- Tolmachev Dol Location within Far Eastern Federal District

Highest point
- Elevation: 1,021 m (3,350 ft)
- Coordinates: 52°38′N 157°35′E﻿ / ﻿52.63°N 157.58°E

Geography
- Location: Kamchatka, Russia

Geology
- Mountain type: Cinder cones
- Last eruption: 300 CE ± 150 years

= Tolmachev Dol =

Mountain in Russia

Tolmachev Dol (Толмачёв Дол) (Tolmachev Plateau) is a volcanic highland located in the southern part of Kamchatka Peninsula, Russia, northeast of Opala volcano. The cones and lava fields cover a broad area around Tolmachev Lake within the intermountain Tolmachev depression of area about 650 sq.km.

Tolmachev Dol is a large volcanic field, consisting of cinder cones and lava flows (GVP). It has principally erupted andesite and dacite. The Tolmachev Depression resulted from sagging a major lava province.

The stratovolcano Tolmachev Volcano is nearby.

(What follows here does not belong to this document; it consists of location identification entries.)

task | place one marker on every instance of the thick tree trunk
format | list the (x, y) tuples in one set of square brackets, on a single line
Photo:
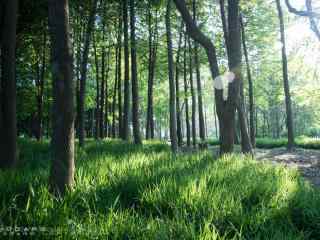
[(83, 79), (286, 86), (250, 84), (62, 169), (172, 90), (126, 102), (8, 119), (186, 98), (230, 35), (225, 109), (134, 77)]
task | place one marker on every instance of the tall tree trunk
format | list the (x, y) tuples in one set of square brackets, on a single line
[(40, 88), (126, 102), (114, 98), (83, 79), (153, 42), (172, 90), (119, 73), (286, 86), (98, 109), (199, 87), (134, 77), (102, 93), (8, 119), (251, 101), (179, 131), (62, 168), (230, 35), (186, 97), (193, 98)]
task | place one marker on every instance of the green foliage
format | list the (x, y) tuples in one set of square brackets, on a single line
[(127, 192), (302, 141)]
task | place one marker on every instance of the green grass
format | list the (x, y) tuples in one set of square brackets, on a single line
[(127, 192), (301, 141)]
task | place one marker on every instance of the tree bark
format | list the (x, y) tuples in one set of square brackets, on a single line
[(98, 109), (153, 42), (62, 169), (199, 87), (119, 73), (225, 109), (134, 77), (250, 83), (186, 97), (40, 88), (126, 102), (83, 78), (286, 86), (172, 90), (8, 119), (193, 98)]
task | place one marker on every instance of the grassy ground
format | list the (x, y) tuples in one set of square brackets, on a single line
[(268, 143), (128, 192)]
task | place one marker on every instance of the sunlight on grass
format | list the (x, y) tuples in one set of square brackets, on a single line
[(127, 192)]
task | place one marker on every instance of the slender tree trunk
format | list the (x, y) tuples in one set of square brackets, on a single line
[(126, 102), (62, 169), (119, 73), (8, 119), (286, 86), (83, 79), (134, 77), (97, 110), (153, 38), (179, 131), (251, 101), (199, 87), (114, 98), (172, 97), (193, 98), (186, 98), (40, 88)]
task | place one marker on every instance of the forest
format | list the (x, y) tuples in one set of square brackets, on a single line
[(160, 119)]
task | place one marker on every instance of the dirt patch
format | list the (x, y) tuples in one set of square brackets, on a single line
[(306, 161)]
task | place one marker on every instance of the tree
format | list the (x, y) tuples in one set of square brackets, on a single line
[(186, 102), (246, 146), (286, 86), (225, 109), (309, 13), (153, 42), (199, 85), (251, 101), (134, 77), (40, 87), (8, 119), (172, 90), (62, 169), (193, 97), (83, 77), (177, 85), (126, 102)]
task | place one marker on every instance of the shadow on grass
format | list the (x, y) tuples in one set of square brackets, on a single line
[(251, 193)]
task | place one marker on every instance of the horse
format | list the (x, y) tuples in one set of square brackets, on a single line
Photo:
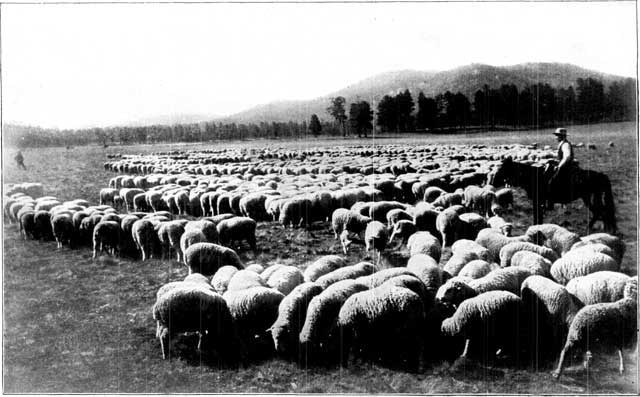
[(594, 188)]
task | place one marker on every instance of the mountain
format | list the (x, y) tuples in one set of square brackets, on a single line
[(466, 79)]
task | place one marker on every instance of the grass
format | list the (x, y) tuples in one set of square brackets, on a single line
[(72, 324)]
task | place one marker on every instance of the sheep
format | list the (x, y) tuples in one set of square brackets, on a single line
[(506, 279), (285, 279), (145, 237), (345, 273), (470, 246), (580, 262), (424, 243), (603, 325), (192, 308), (237, 229), (344, 219), (558, 238), (384, 323), (295, 212), (169, 235), (221, 278), (476, 269), (63, 230), (378, 278), (319, 335), (491, 318), (403, 229), (207, 258), (254, 310), (504, 197), (598, 287), (510, 249), (613, 242), (376, 237), (291, 314), (493, 240), (189, 238), (244, 279), (551, 310), (532, 261), (106, 236)]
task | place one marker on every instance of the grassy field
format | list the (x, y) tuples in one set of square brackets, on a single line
[(72, 324)]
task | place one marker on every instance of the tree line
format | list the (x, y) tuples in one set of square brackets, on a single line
[(538, 106)]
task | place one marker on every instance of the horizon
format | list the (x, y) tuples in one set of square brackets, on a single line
[(168, 69)]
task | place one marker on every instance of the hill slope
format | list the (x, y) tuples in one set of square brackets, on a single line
[(466, 79)]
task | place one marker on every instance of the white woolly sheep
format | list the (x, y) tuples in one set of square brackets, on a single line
[(207, 258), (385, 324), (580, 262), (424, 243), (285, 279), (603, 325), (291, 315), (344, 273), (510, 249), (598, 287), (194, 308)]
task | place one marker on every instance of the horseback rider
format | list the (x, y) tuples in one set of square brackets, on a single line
[(561, 179)]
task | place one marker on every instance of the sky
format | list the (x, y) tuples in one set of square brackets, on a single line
[(82, 65)]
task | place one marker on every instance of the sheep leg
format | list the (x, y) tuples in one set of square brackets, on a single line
[(621, 361), (556, 374)]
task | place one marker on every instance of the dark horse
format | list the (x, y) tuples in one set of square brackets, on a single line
[(594, 188)]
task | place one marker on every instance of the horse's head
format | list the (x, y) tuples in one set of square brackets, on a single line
[(503, 174)]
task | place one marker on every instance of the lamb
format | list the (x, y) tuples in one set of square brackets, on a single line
[(510, 249), (598, 287), (476, 269), (106, 236), (63, 230), (424, 243), (254, 310), (295, 212), (506, 279), (237, 229), (535, 263), (493, 240), (376, 237), (145, 237), (613, 242), (291, 314), (191, 308), (491, 319), (551, 310), (344, 219), (207, 258), (603, 325), (169, 235), (244, 279), (558, 238), (285, 279), (345, 273), (380, 277), (580, 262), (384, 323), (319, 335), (427, 270)]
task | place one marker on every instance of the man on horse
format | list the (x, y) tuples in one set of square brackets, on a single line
[(562, 179)]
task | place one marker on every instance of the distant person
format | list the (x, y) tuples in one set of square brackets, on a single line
[(20, 160), (560, 180)]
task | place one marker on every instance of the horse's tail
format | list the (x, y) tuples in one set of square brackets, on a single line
[(609, 215)]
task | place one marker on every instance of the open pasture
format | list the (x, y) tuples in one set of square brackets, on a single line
[(73, 324)]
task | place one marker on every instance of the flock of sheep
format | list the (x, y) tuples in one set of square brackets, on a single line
[(543, 294)]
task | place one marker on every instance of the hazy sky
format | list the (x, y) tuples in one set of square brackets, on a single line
[(80, 65)]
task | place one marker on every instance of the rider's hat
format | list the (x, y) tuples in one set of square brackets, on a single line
[(560, 132)]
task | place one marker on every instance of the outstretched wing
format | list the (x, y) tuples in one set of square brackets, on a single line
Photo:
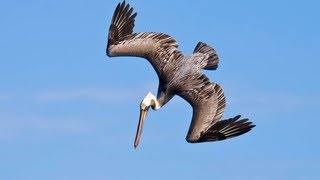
[(208, 102), (158, 48)]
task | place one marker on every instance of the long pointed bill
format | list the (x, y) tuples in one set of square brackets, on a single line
[(143, 114)]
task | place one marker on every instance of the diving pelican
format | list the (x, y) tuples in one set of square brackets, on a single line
[(178, 75)]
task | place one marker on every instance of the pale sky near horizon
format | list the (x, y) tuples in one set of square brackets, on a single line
[(67, 111)]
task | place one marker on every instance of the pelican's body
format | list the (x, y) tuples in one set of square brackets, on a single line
[(178, 75)]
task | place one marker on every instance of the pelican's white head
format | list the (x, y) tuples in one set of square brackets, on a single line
[(150, 100)]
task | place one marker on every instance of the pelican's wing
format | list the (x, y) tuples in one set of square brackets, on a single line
[(158, 48), (208, 102)]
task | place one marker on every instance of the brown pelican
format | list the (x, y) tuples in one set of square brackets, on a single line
[(178, 75)]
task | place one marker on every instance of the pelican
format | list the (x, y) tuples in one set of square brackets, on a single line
[(178, 75)]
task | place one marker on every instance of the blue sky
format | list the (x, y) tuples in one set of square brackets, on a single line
[(69, 112)]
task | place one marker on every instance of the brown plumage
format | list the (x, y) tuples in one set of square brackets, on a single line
[(178, 75)]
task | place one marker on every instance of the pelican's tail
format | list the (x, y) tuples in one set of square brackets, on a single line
[(226, 129), (211, 62), (122, 23)]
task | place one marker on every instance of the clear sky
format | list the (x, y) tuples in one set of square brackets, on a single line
[(67, 111)]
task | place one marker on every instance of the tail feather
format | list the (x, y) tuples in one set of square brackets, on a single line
[(226, 129), (122, 22), (213, 60)]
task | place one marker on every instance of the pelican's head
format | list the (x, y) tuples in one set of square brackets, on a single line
[(149, 100)]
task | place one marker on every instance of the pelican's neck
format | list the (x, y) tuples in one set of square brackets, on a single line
[(150, 100)]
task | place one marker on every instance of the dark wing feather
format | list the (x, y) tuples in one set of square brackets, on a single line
[(208, 102), (158, 48)]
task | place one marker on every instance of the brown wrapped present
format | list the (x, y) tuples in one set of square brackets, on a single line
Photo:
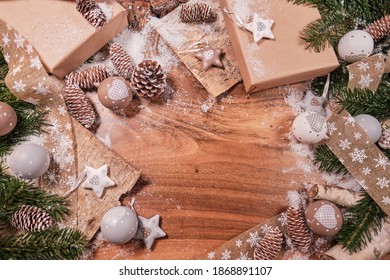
[(63, 38), (279, 61)]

Activity in the volcanic field commenced during the Pleistocene (GVP). The Chasha crater was the site of a large eruption about 4,609 ± 33 years before present, which ejected about 1.1 km3 of ash over an area of 15000 km2. This ash was formerly attributed to the Opala volcano. 300 CE, the last eruption took place (GVP).